Unless Prime Minister Theresa May can get a Brexit deal approved by the British parliament, then she will have to decide whether to delay Brexit or thrust the world's fifth largest economy into chaos by leaving without a deal on March 29.
When asked by the BBC what would happen next week, Hammond said: "There may be an opportunity to bring a vote back to the House of Commons - there may be an opportunity, but that will depend on the progress that is made in the next few days."
Hammond said talks between May and European Commission President Jean-Claude Juncker on Wednesday had been good and constructive.
"They were good and constructive talks yesterday," Hammond said, adding that the two sides were talking about giving some guarantees that the Irish border backstop could only be a "temporary arrangement".
"That is a word that hasn't been used before and I think that is significant," he said.
"Both sides have acknowledged that the political declaration could be expanded, for example, to address concerns that have been expressed in some parts of the House of Commons about workers rights."
On Wednesday May said progress was made in solving the impasse over backstop arrangements for the Irish border.

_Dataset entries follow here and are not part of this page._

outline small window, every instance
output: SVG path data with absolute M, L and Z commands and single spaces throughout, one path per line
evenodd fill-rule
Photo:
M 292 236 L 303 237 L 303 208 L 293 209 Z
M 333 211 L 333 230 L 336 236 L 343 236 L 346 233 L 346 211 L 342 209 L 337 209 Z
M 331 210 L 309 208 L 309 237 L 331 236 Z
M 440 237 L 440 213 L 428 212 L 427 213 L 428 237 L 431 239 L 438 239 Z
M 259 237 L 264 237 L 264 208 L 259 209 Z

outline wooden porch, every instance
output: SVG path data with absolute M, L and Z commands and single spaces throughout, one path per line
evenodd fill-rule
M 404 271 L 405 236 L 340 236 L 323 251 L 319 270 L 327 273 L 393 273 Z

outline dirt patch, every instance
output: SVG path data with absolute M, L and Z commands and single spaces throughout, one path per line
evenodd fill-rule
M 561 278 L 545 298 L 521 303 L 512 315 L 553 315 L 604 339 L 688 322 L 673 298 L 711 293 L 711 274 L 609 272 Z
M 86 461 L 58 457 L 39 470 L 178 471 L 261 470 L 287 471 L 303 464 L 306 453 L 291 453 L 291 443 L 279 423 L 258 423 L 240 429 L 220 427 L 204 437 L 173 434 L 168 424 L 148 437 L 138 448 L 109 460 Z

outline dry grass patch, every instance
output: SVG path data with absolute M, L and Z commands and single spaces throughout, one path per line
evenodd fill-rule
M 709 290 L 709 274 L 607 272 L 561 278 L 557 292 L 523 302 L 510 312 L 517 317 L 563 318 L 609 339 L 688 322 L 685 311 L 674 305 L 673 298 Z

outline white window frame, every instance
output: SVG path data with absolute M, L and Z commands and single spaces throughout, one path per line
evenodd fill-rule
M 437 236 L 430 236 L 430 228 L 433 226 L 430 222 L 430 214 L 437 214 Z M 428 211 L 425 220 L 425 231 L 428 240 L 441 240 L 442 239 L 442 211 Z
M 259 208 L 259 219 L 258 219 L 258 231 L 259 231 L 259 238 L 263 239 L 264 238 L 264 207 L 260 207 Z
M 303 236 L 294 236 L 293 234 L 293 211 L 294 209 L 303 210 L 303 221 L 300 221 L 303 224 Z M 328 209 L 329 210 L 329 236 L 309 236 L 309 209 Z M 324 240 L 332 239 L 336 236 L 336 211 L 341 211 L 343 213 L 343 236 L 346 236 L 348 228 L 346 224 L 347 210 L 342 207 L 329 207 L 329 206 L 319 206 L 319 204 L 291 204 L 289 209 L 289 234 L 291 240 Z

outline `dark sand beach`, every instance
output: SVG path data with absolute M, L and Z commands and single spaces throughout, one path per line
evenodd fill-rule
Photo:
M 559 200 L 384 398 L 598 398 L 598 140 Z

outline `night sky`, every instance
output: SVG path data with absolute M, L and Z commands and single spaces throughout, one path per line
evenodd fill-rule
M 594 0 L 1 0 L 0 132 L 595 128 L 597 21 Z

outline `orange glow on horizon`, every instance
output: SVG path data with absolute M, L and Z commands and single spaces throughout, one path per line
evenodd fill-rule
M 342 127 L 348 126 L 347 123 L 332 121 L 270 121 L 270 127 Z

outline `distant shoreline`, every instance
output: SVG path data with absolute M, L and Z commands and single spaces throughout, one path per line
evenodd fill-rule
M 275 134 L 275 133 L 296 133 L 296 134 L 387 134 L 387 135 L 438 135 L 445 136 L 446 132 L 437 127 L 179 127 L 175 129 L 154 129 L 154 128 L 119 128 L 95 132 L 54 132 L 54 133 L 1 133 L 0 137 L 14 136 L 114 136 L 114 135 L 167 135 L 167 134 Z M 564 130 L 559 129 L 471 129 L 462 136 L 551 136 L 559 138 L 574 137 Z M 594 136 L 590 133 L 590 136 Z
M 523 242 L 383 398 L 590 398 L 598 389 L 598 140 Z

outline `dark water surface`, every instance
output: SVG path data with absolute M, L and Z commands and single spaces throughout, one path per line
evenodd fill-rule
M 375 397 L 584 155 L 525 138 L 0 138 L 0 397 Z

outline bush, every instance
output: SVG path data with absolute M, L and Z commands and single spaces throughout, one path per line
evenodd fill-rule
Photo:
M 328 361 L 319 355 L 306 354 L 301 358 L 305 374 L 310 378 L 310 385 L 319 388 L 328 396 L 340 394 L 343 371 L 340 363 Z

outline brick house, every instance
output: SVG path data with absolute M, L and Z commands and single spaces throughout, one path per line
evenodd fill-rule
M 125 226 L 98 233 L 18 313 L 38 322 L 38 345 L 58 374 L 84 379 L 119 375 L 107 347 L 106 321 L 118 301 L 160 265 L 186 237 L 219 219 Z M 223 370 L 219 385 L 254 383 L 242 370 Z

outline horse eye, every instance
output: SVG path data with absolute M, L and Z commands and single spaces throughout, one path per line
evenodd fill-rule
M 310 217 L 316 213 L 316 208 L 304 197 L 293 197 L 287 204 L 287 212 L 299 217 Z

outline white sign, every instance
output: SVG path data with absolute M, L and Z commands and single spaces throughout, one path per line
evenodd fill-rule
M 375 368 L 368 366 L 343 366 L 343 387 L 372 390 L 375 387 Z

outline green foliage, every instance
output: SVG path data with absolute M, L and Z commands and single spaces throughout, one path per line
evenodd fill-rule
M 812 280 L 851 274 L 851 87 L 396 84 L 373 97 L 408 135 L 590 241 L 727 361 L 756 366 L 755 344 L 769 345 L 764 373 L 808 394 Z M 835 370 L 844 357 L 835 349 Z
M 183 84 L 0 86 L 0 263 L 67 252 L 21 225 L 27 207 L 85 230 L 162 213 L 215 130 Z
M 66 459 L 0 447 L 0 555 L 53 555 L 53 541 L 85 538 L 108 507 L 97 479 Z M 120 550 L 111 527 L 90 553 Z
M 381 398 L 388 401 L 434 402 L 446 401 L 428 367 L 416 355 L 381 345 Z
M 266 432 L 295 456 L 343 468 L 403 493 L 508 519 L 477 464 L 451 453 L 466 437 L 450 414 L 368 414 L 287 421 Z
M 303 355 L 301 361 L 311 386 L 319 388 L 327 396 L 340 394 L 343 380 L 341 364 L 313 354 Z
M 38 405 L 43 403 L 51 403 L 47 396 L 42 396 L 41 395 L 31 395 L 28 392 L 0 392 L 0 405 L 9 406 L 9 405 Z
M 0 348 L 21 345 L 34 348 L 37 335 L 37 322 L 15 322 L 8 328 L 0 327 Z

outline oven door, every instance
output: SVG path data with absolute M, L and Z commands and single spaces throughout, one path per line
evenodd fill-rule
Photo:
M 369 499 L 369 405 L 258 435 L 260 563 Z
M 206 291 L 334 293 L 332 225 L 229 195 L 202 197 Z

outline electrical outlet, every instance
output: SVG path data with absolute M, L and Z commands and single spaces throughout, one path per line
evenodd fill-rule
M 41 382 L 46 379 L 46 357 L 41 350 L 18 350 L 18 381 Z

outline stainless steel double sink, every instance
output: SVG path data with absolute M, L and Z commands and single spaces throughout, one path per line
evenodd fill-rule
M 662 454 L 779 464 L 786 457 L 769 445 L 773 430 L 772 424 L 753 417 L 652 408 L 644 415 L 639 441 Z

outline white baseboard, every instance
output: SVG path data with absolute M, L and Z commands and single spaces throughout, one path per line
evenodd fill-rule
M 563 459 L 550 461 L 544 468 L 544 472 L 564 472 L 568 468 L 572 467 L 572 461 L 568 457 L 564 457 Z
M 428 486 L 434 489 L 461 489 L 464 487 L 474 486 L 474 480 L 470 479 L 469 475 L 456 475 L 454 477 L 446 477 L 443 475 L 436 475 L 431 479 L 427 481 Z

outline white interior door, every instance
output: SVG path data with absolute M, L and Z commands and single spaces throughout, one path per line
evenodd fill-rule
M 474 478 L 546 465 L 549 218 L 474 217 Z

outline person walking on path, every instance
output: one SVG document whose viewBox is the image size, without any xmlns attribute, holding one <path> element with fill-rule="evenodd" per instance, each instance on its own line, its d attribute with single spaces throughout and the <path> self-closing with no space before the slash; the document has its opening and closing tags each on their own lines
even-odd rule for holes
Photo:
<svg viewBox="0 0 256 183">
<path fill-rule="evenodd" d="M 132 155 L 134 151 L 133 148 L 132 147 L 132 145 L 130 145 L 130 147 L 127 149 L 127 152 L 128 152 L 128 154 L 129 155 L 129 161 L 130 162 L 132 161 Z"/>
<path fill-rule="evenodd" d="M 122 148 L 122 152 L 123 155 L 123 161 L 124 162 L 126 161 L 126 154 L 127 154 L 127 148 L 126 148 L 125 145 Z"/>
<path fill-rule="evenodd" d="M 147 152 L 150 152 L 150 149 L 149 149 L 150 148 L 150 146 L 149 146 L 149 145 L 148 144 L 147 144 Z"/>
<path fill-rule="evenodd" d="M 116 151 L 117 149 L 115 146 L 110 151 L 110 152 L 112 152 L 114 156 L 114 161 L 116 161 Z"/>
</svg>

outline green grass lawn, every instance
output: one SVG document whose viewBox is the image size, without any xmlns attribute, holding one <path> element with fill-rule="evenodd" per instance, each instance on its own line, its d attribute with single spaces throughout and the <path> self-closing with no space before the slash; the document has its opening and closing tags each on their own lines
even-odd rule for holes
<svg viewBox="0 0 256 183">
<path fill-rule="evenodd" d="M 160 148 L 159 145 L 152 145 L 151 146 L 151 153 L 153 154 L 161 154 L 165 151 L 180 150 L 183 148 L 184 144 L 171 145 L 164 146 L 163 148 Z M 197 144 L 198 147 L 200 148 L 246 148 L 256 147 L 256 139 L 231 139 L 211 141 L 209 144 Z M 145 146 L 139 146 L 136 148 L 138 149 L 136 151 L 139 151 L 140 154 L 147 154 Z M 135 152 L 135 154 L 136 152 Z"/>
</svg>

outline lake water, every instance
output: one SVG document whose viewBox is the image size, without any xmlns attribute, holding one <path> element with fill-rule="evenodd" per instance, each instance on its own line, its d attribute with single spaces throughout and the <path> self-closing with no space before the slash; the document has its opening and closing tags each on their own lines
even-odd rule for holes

"I've underlined the need for us to see legally binding changes to the backstop that ensure that it cannot be indefinite. That's what is required... We've agreed that work to find a solution will continue at pace," May told international broadcasters after meeting European Commission President Jean-Claude Juncker in Brussels.
"Time is of the essence, and it's in both out interests that when the UK leaves the EU, that it does so in an orderly way. So we've made progress."
Juncker and May agreed to speak again before the end of February.
The PM believes that gaining legally binding assurances the backstop will not extend indefinitely is the key to winning the support of MPs for her deal.
Meanwhile Juncker said he was "not very optimistic" about Britain's chances of leaving the EU with a deal.
"If no deal were to happen, and I cannot exclude this, this would have terrible economic and social consequences in Britain and on the continent, so my efforts are oriented in a way that the worst can be avoided. But I am not very optimistic when it comes to this issue," he said.
"Because in the British parliament every time they are voting, there is a majority against something, there is no majority in favour of something," he told a plenary session of the European Economic and Social Committee (EESC) on Thursday.